The accompanying notes are an integral part of these financial statements.



                                       13
<PAGE>   14
                   AURORA ELECTRONICS, INC. AND SUBSIDIARIES
                   NOTES TO CONSOLIDATED FINANCIAL STATEMENTS
                    (In thousand, except per share figures)


NOTE A - SUMMARY OF SIGNIFICANT ACCOUNTING POLICIES

         Organization.  Aurora Electronics, Inc. operates in one business
segment which is comprised of distributing computer service parts and system
upgrade products, and provides materials management and recycling services to
computer manufacturers and service organizations.

         Principles of Consolidation and Change in Reporting Year.  The
accompanying consolidated financial statements include the accounts of Aurora
Electronics, Inc. (the "Company") and its subsidiaries.  All significant
intercompany accounts and transactions have been eliminated in consolidation.
Certain operating segments that have been sold and segments for which a plan of
disposal had been adopted as of September 30, 1992 have been reported as
discontinued operations.

         Effective September 30, 1992, the Company changed its fiscal year end
from December 31 to September 30.  Accordingly, the accompanying consolidated
statements of operations and cash flows for 1992 reflect the nine months ended
September 30, 1992.

         Revenue Recognition.  Revenue is recognized upon shipment of products
to customers.  The Company warrants products against defects and has policies
permitting the return of products under certain circumstances.  Provisions are
made for warranty costs and returns.  Such costs generally have not been
material.  The Company does not offer price protection to its customers.
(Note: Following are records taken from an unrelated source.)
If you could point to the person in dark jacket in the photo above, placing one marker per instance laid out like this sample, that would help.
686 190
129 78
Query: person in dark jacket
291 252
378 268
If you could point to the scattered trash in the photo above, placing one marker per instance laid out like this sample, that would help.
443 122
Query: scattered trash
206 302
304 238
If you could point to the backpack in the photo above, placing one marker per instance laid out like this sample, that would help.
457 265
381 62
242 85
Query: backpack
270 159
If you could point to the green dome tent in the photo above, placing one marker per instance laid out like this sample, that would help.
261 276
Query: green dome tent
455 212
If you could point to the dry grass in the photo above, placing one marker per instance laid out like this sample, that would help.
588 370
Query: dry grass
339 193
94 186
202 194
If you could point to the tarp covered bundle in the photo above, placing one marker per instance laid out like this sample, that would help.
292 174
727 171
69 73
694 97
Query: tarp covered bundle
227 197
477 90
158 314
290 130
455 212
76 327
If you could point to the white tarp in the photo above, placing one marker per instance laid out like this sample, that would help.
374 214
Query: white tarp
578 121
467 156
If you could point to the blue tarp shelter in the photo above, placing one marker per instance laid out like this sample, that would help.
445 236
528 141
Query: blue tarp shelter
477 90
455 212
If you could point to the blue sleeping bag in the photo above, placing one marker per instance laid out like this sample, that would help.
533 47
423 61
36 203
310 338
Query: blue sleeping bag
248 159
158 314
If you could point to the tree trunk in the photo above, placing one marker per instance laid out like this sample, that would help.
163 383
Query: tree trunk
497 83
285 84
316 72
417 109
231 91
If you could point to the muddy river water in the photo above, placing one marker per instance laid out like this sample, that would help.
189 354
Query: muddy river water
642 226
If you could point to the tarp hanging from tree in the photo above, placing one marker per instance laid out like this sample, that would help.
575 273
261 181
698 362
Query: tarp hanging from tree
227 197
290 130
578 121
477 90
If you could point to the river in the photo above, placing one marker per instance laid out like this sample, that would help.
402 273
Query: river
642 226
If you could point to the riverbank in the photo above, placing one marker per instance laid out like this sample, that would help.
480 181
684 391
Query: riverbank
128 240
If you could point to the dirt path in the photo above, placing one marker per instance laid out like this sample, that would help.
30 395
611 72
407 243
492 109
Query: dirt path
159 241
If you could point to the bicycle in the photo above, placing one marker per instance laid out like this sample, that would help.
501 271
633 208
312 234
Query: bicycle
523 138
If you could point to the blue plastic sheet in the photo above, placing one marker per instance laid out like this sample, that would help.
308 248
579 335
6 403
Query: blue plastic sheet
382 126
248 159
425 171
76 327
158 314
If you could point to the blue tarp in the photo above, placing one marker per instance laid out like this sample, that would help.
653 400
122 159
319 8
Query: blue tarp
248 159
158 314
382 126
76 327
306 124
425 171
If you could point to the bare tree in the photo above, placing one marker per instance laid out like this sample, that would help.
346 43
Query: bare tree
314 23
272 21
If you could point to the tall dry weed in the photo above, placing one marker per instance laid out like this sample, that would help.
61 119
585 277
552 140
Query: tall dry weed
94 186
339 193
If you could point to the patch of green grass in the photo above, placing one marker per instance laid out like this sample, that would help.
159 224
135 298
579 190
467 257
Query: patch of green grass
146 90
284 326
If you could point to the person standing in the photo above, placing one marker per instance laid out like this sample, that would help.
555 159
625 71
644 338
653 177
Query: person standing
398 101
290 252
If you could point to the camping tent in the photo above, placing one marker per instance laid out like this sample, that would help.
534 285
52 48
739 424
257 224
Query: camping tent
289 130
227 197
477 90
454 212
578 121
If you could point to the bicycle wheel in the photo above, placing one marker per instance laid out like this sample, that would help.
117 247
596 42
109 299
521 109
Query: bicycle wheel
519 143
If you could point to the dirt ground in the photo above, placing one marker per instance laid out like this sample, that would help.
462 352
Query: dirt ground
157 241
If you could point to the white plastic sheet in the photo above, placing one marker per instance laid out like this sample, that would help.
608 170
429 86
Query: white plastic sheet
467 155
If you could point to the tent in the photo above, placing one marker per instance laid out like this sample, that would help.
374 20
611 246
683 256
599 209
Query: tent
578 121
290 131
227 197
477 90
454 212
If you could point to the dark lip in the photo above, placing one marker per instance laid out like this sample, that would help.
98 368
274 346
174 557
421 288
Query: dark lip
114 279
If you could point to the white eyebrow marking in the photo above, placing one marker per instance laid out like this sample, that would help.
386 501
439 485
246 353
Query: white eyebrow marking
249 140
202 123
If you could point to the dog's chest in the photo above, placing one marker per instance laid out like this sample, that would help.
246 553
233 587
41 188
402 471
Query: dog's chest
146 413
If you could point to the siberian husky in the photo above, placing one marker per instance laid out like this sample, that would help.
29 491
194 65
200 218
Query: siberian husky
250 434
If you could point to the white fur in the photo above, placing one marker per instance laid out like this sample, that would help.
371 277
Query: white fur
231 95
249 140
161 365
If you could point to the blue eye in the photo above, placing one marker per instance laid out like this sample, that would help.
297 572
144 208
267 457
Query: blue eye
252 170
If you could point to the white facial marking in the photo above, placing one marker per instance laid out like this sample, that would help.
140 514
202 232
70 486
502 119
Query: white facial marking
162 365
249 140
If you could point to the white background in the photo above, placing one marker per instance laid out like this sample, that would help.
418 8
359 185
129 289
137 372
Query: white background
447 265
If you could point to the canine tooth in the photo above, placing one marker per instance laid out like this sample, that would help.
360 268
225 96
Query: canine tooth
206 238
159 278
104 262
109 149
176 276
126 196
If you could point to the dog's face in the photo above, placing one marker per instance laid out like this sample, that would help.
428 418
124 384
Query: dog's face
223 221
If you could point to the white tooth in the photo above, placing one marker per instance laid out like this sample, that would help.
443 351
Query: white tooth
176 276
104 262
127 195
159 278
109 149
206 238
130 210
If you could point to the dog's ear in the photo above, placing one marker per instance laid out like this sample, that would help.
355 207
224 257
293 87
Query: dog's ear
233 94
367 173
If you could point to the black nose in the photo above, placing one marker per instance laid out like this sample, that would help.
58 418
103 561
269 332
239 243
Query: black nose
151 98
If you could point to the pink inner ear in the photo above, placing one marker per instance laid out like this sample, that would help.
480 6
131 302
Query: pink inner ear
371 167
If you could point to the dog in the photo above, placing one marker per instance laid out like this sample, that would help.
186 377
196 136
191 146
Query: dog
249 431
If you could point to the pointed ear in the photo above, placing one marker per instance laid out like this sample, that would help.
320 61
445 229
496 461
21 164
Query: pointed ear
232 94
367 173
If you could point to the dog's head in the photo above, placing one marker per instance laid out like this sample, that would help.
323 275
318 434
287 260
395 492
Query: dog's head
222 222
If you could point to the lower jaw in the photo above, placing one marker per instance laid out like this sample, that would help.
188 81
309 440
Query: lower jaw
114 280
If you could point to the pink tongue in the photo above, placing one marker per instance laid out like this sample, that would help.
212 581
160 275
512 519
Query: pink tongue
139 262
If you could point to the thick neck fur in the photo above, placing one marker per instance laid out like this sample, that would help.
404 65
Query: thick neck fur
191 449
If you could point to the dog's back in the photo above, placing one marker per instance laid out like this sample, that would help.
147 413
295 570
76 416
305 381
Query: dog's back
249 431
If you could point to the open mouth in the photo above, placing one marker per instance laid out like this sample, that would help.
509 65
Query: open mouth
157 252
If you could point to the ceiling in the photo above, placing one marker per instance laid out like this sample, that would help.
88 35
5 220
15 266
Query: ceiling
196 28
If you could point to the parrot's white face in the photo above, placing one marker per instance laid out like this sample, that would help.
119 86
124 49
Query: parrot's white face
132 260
         The Company performs ongoing credit evaluations of its customers and
has established provisions for potential credit losses.  Such costs generally
have not been material.

         Interest Expense Allocation.  The Company allocates interest expense
to its discontinued operations based on net asset book value of the
discontinued operations as it relates to consolidated net assets.  Interest
allocated to discontinued operations amounted to approximately $0, $435 and
$441 during 1994, 1993 and 1992, respectively.

         Earnings Per Share of Common Stock   Earnings per share of common
stock is based upon the weighted average number of common and common equivalent
shares outstanding.  Outstanding stock options and warrants are treated under
the treasury stock method as common stock equivalents when dilution results
from their assumed exercise.  The Company's 7-3/4% Convertible Subordinated
Debentures due April 15, 2001 and 7% Subordinated Convertible Promissory Notes
(the "7% Notes") due September 30, 1997 were not common stock equivalents at
the time of issuance and are therefore not included in the calculation of
primary earnings per share.  Fully diluted net earnings per share is not
presented due to its anti-dilutive effect.

         Cash Equivalents.  The Company considers all liquid investments with a
maturity of three months or less at the date of purchase to be cash
equivalents.

         Short-Term Investments.  Short term investments are stated at the
lower of cost or market.  The securities shown in the consolidated balance
sheet are carried at market, which is lower than cost.

         Inventories.  Inventories are stated at the lower of cost or market.
Cost is determined using the first-in, first-out method.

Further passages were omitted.